One of the possible reasons why Prochristianella is so common and numerous among those octopuses is because it uses shrimps as one of the intermediate hosts in its life cycle. Octopus feed on shrimps throughout their entire life, so even if the tapeworm is relatively uncommon in shrimps, they can accumulate in the octopus over its lifetime. That's how those octopus end up with over a hundred or even a thousand such tapeworm larvae around their mouth.

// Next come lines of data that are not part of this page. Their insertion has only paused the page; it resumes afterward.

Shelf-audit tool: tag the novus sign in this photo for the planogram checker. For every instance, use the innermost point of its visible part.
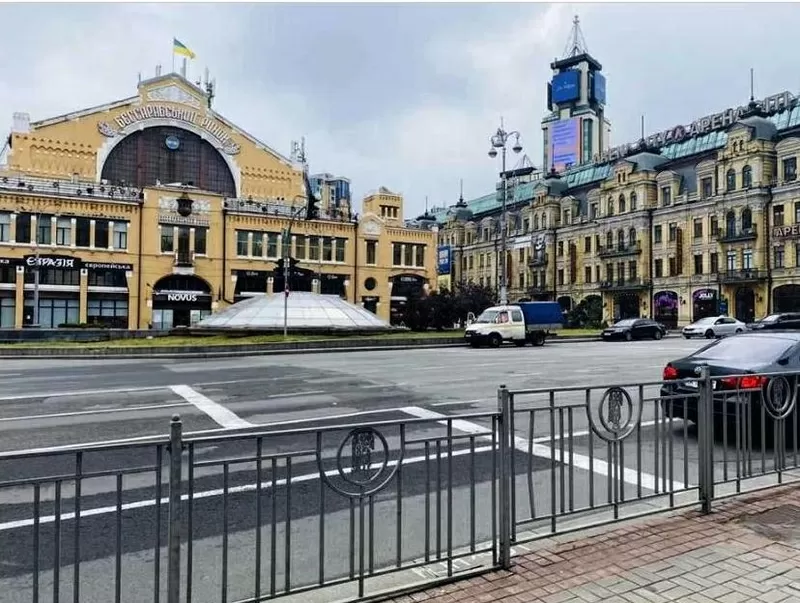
(185, 297)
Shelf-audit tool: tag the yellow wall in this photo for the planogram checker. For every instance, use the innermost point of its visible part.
(54, 169)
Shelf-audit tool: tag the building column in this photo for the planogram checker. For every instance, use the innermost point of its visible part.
(19, 297)
(134, 304)
(84, 295)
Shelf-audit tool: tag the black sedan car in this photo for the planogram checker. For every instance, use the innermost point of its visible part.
(634, 328)
(786, 320)
(741, 368)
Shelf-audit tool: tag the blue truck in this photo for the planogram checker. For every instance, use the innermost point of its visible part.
(520, 323)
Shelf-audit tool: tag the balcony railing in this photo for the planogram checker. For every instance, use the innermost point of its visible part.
(748, 275)
(538, 261)
(184, 259)
(733, 235)
(625, 284)
(634, 248)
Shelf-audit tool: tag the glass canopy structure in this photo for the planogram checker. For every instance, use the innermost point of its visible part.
(306, 312)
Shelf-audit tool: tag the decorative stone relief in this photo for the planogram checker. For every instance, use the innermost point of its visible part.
(371, 228)
(173, 94)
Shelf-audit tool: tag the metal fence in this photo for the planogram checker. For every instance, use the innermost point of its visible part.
(259, 515)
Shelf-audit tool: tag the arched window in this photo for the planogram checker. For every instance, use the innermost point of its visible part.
(730, 180)
(730, 223)
(143, 158)
(747, 219)
(747, 176)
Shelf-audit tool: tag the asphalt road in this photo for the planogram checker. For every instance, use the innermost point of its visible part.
(50, 403)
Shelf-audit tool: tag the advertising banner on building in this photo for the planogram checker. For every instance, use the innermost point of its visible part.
(444, 259)
(565, 143)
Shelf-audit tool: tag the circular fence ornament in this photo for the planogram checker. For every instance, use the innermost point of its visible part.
(617, 415)
(362, 463)
(779, 397)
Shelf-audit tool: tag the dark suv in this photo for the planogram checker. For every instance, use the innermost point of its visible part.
(786, 320)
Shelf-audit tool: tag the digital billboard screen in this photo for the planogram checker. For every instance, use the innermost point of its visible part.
(599, 88)
(565, 143)
(566, 87)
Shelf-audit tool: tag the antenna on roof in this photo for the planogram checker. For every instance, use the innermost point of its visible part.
(576, 44)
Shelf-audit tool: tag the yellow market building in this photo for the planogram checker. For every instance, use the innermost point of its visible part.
(154, 211)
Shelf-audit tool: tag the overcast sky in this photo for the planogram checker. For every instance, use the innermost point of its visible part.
(400, 95)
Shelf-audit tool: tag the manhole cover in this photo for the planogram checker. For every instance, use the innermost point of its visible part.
(781, 523)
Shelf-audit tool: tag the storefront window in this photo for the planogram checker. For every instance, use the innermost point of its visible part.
(111, 313)
(57, 312)
(7, 308)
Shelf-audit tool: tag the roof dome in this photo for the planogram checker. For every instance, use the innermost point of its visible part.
(306, 312)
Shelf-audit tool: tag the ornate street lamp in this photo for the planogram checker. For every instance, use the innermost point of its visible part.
(499, 140)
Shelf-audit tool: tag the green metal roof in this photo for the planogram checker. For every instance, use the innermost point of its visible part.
(587, 174)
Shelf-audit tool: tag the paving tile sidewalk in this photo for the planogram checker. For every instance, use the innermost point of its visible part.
(748, 549)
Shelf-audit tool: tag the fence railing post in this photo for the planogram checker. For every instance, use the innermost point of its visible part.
(705, 438)
(504, 502)
(175, 489)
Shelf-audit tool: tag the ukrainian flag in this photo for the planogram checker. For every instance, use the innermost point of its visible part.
(178, 48)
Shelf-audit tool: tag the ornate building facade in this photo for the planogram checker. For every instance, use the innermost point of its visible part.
(702, 219)
(155, 210)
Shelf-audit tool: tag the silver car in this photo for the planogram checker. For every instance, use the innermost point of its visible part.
(714, 326)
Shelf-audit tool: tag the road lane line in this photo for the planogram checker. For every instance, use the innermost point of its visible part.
(579, 461)
(94, 412)
(217, 412)
(141, 504)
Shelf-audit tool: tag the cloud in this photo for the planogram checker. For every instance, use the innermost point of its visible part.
(401, 95)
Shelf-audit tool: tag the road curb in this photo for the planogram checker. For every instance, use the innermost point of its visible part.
(234, 351)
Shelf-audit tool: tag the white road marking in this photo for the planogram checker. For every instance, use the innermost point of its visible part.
(217, 412)
(579, 461)
(94, 412)
(140, 504)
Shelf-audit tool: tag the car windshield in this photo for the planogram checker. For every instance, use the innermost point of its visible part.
(744, 350)
(487, 316)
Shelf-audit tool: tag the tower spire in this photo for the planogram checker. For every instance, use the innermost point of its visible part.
(576, 44)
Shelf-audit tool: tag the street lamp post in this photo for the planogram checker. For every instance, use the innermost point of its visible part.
(499, 140)
(287, 269)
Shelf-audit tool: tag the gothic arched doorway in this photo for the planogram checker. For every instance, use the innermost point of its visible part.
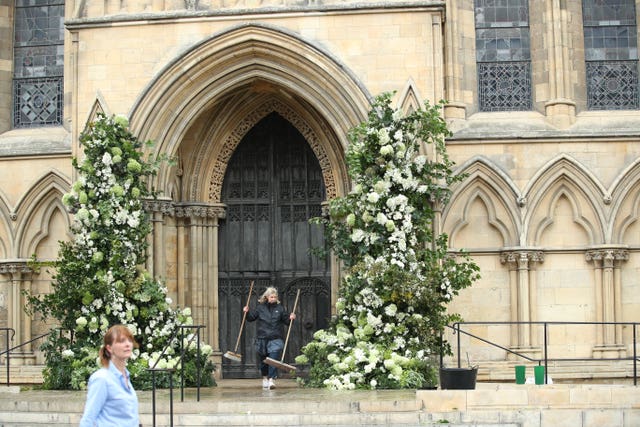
(272, 186)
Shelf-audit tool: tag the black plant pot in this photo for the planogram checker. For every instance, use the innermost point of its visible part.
(458, 378)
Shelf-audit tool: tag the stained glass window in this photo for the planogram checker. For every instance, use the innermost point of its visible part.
(611, 54)
(503, 55)
(38, 63)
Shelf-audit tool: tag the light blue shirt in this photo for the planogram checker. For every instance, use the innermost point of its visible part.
(109, 402)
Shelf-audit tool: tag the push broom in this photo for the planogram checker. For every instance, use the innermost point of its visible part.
(234, 355)
(279, 364)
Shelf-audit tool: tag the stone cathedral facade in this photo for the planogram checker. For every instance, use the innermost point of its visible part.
(254, 98)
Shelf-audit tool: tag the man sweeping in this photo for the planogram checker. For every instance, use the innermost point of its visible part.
(271, 317)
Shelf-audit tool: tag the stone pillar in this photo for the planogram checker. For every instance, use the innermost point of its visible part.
(524, 302)
(455, 108)
(608, 294)
(437, 61)
(156, 261)
(199, 234)
(560, 109)
(19, 275)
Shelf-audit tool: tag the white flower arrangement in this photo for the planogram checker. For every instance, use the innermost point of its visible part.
(381, 230)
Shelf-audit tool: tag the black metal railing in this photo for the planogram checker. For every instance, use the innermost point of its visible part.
(457, 330)
(8, 350)
(170, 371)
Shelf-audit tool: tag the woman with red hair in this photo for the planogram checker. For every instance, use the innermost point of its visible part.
(111, 399)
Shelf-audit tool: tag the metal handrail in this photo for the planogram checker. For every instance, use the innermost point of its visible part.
(155, 369)
(456, 328)
(8, 349)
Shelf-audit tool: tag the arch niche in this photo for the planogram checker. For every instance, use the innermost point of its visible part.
(198, 110)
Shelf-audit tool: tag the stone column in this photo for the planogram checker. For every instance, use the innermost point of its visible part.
(156, 261)
(560, 109)
(455, 108)
(608, 294)
(200, 236)
(524, 300)
(19, 275)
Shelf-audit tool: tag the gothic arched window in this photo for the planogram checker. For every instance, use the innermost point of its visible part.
(611, 54)
(503, 55)
(38, 63)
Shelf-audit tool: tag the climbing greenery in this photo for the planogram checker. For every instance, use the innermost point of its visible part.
(99, 277)
(400, 275)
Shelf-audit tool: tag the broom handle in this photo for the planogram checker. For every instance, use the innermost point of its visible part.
(244, 317)
(284, 349)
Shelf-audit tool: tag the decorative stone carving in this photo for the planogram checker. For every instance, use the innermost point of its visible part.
(234, 138)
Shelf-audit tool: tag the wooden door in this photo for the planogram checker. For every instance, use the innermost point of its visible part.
(272, 186)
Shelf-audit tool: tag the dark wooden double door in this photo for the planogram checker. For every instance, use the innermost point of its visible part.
(272, 187)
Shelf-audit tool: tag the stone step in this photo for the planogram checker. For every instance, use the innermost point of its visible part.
(240, 403)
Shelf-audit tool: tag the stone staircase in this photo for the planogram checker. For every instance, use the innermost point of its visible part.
(243, 403)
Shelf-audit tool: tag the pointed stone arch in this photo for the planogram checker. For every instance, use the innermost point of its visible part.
(99, 106)
(233, 68)
(409, 98)
(564, 178)
(42, 201)
(625, 197)
(487, 183)
(234, 138)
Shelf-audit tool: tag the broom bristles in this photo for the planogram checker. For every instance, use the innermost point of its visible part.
(279, 365)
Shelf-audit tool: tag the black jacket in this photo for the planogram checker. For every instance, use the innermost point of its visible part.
(270, 318)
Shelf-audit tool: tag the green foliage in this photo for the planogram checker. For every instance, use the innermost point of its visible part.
(99, 277)
(392, 305)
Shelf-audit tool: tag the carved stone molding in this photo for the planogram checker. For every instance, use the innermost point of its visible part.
(607, 256)
(199, 211)
(521, 258)
(166, 207)
(13, 267)
(234, 138)
(185, 210)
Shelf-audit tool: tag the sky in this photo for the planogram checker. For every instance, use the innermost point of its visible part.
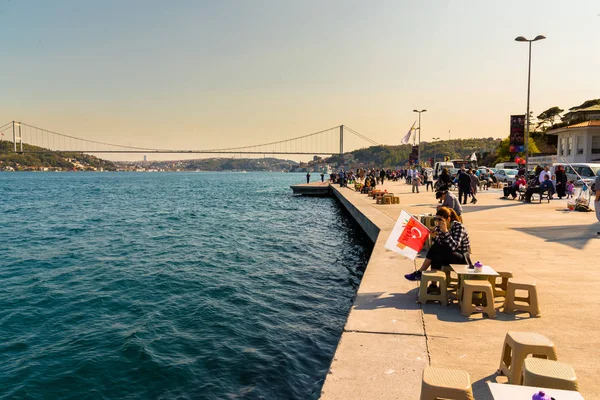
(216, 74)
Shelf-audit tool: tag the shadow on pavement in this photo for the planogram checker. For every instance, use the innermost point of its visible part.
(475, 208)
(576, 237)
(399, 301)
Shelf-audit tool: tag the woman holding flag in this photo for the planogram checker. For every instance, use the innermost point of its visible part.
(451, 244)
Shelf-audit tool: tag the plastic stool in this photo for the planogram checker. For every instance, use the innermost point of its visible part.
(517, 346)
(451, 282)
(549, 374)
(471, 286)
(532, 306)
(500, 288)
(446, 383)
(433, 276)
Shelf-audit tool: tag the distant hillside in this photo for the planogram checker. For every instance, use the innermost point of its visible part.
(392, 156)
(52, 161)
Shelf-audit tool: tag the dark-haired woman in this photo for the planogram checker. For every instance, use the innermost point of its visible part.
(444, 181)
(451, 245)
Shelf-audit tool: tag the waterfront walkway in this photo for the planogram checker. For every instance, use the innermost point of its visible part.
(389, 338)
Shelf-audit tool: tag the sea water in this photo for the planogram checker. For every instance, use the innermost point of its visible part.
(171, 285)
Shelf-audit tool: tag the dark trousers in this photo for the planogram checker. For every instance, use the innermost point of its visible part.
(442, 255)
(529, 192)
(463, 191)
(510, 190)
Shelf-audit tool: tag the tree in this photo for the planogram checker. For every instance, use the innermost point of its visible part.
(548, 116)
(586, 104)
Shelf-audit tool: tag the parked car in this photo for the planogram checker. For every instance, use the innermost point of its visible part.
(506, 175)
(587, 171)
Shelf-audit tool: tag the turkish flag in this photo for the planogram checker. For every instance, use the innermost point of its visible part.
(414, 235)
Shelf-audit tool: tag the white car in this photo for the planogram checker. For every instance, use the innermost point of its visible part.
(506, 175)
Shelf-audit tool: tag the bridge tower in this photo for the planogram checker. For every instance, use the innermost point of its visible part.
(341, 140)
(15, 137)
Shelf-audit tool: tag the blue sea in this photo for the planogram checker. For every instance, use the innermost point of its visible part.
(171, 285)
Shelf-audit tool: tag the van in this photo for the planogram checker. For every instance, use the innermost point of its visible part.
(507, 165)
(439, 167)
(587, 171)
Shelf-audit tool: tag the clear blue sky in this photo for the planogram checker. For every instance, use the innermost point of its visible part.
(206, 74)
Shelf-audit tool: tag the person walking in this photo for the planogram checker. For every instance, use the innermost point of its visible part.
(464, 186)
(474, 185)
(597, 199)
(428, 177)
(561, 182)
(416, 181)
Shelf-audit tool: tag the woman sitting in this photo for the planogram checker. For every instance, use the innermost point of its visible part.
(450, 246)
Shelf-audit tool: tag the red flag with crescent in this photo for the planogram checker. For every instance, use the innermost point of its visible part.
(414, 235)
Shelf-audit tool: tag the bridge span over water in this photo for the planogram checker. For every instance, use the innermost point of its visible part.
(28, 138)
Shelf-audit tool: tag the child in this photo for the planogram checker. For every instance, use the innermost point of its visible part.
(570, 189)
(416, 181)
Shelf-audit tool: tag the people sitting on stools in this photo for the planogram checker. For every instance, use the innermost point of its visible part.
(450, 245)
(513, 189)
(547, 185)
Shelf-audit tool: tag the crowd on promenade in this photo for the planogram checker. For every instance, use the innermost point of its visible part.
(451, 244)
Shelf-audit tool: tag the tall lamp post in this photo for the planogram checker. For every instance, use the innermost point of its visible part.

The next most common tapeworm in those octopus after Prochristianella was another trypanorhynchan tapeworms called Eutetrarhynchus, found in the digestive glands and ink sac. Though not as widespread or abundant as Prochristianella, it is still fairly common throughout the Yucatán Peninsula. The rest of the tapeworms is a smattering of different species, and while all of them complete their life cycles and develop into adult worms in sharks and rays, the path that they take to get there varies slightly. Some of the rarer species in this study usually use other animals such as bony fishes as intermediate or paratenic (transport) hosts, and occasionally end up in octopuses. While others, such as Phoreiobothrium, infect a wide range of different cephalopods, and O. maya just happen to be one of many potential hosts on their list. Overall, while they varied in abundance at different locations, these same set of tapeworms were present in octopus across the Yucatán Peninsula.
The variety of tapeworms and other parasites found in O. maya shows that this cephalopod is an important junction point in the life cycles of many parasites. Being predators in their own right, octopuses end up accumulating parasite larvae which would otherwise be thinly dispersed throughout the population of small prey animals, such as shrimps. Meanwhile, octopus themselves are eaten by a wide variety of larger animals, thus providing the means for some parasites to work their way up the food chain, into large marine predators such as sharks where they can complete their life cycles.
Through their parasites, we can see how these octopuses interact with other animals and their place in the wider marine ecosystem.